The three servomotors are assembled on a “homemade” plastic structure. In particular, the robot arms have been realized from a plastic panel. The basis is made of aluminum and it has been built by me as well. After the realization of the structure and the motor assembly, the model parameters have been calculated and used for the control design.
A controller based on an inverse kinematics method has been implemented interfacing the Arduino duemilanove board with MatLab/Simulink. The control feedback is applied using positional information provided by the servomotors.
The robot can write with a pencil a few letters of the alphabet.
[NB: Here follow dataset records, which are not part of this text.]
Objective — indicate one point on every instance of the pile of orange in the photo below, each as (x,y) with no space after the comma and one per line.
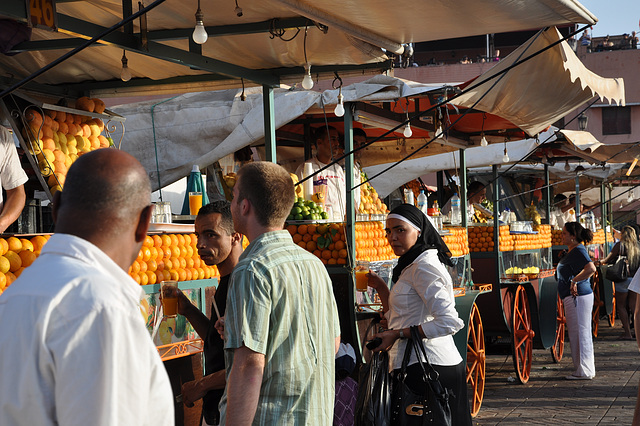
(16,254)
(371,242)
(328,241)
(481,238)
(170,257)
(457,241)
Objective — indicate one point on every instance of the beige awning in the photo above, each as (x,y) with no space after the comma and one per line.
(535,94)
(582,140)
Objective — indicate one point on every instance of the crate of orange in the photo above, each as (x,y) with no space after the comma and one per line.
(327,241)
(457,241)
(16,254)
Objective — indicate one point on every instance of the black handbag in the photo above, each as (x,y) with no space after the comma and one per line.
(373,404)
(619,271)
(431,406)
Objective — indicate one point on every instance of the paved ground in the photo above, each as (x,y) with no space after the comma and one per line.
(550,399)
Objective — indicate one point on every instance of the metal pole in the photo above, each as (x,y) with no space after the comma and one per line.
(577,198)
(603,215)
(349,179)
(546,193)
(269,124)
(463,187)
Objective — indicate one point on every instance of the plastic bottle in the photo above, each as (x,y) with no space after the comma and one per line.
(422,202)
(456,213)
(408,196)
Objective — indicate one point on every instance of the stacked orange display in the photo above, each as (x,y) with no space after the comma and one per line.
(457,241)
(56,139)
(16,254)
(481,238)
(328,241)
(170,257)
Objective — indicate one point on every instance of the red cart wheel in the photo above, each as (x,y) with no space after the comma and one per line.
(522,340)
(612,315)
(476,359)
(557,350)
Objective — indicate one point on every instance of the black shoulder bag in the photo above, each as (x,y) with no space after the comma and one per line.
(373,404)
(619,271)
(431,406)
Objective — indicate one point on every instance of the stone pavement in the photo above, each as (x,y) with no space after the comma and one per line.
(550,399)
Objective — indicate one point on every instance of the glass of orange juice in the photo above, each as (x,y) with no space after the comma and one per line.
(362,269)
(195,202)
(169,298)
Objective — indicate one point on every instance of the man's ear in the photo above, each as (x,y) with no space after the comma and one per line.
(143,223)
(245,206)
(236,238)
(55,205)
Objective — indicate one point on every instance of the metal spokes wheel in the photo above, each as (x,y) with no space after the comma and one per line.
(476,359)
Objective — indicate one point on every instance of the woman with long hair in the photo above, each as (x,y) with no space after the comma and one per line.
(625,299)
(422,295)
(573,273)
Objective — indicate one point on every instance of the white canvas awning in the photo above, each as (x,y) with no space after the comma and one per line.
(475,157)
(539,92)
(357,33)
(582,140)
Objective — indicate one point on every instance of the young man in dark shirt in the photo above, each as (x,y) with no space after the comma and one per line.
(220,245)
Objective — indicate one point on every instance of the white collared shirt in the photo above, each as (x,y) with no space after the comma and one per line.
(423,295)
(11,173)
(74,349)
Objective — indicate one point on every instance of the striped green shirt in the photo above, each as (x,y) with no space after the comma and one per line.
(281,304)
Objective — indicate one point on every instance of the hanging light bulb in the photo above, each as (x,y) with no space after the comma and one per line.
(339,111)
(407,131)
(307,81)
(125,74)
(438,133)
(505,157)
(483,140)
(199,35)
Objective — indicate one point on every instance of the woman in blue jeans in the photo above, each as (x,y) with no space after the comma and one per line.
(573,272)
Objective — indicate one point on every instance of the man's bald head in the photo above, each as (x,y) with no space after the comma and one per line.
(106,182)
(105,200)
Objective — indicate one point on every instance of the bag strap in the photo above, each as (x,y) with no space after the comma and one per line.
(405,361)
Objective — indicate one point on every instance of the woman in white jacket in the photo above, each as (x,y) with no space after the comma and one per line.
(422,295)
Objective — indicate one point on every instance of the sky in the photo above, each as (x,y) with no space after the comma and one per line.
(615,17)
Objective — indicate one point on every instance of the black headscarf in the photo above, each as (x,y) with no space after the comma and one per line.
(428,239)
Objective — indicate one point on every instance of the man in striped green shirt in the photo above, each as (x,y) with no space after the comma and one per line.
(281,325)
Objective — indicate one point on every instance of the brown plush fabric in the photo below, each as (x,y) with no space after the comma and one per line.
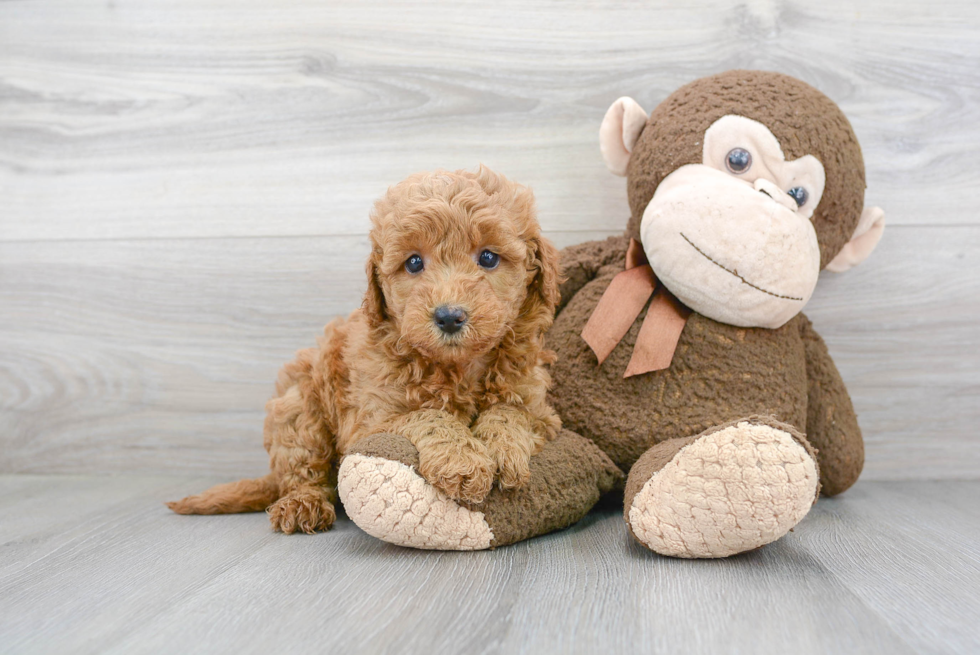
(831,423)
(567,478)
(388,446)
(804,120)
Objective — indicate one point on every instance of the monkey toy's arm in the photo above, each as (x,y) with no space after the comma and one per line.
(831,424)
(580,264)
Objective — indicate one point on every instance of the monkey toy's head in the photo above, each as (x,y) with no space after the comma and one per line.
(742,187)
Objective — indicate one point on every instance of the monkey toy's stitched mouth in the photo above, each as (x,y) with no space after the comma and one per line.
(731,272)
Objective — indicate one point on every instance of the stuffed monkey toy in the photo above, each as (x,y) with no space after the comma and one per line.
(684,362)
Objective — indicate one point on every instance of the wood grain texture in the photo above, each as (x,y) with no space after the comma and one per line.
(886,568)
(184,190)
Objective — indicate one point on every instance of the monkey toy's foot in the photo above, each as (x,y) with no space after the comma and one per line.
(730,489)
(384,494)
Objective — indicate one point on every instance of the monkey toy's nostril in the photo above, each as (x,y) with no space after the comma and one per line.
(449,319)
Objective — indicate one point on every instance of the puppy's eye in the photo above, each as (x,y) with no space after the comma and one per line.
(738,160)
(488,260)
(414,264)
(799,194)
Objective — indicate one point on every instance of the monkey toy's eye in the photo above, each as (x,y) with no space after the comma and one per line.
(414,264)
(488,260)
(799,194)
(738,160)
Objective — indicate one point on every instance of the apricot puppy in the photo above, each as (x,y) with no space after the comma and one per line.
(446,350)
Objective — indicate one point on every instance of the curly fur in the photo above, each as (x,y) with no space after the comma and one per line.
(473,403)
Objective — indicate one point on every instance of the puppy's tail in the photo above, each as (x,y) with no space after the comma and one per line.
(231,498)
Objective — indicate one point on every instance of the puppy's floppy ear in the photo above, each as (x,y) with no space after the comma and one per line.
(374,305)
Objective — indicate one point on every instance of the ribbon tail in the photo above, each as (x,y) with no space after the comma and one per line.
(659,334)
(619,306)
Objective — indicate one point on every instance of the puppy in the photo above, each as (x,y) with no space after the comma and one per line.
(446,350)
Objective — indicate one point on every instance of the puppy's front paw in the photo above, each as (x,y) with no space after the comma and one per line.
(461,472)
(307,511)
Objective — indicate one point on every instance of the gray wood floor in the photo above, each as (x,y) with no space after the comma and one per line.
(98,565)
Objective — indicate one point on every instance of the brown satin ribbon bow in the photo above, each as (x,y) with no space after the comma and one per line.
(622,302)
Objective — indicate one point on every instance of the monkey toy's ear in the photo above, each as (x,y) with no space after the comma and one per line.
(866,236)
(618,133)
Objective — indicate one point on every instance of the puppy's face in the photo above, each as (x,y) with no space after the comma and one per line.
(457,260)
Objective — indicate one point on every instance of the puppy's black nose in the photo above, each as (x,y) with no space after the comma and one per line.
(449,319)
The anthropomorphic manipulator assembled.
In this project, Claudio Paliotta built a small autonomous indoor vehicle with four DC motors, an Arduino Mega, and a Raspberry Pi 2, capable of basic movement, obstacle avoidance, and teleoperations, with plans to integrate ROS for advanced autonomous task planning.
Building a small autonomous vehicle for indoor applications.
The vehicle is composed by:
Four DC motors, one for each wheel;
Two encoders, one for each front wheel;
One ultrasound sensor for obstacle detection;
One IMU sensor;
One Arduino Mega for controlling the motors and the sensors (the motors are connected to an appropriate motor shield);
One battery pack for the Arduino Mega powering;
Raspberry Pi 2 model B.
The vehicle is assembled and functional. At the current stage, it can move forward and steer to avoid obstacles detected by the ultrasound sensor. Basic teleoperations are possible.
Interface the Arduino Mega with a Raspberry Pi using ROS (Robotic Operative System) to render the vehicle more autonomous. In particular, the Raspberry Pi will be the “brain” of the vehicle. The Raspberry Pi will have the role of planning in real time the task to be executed.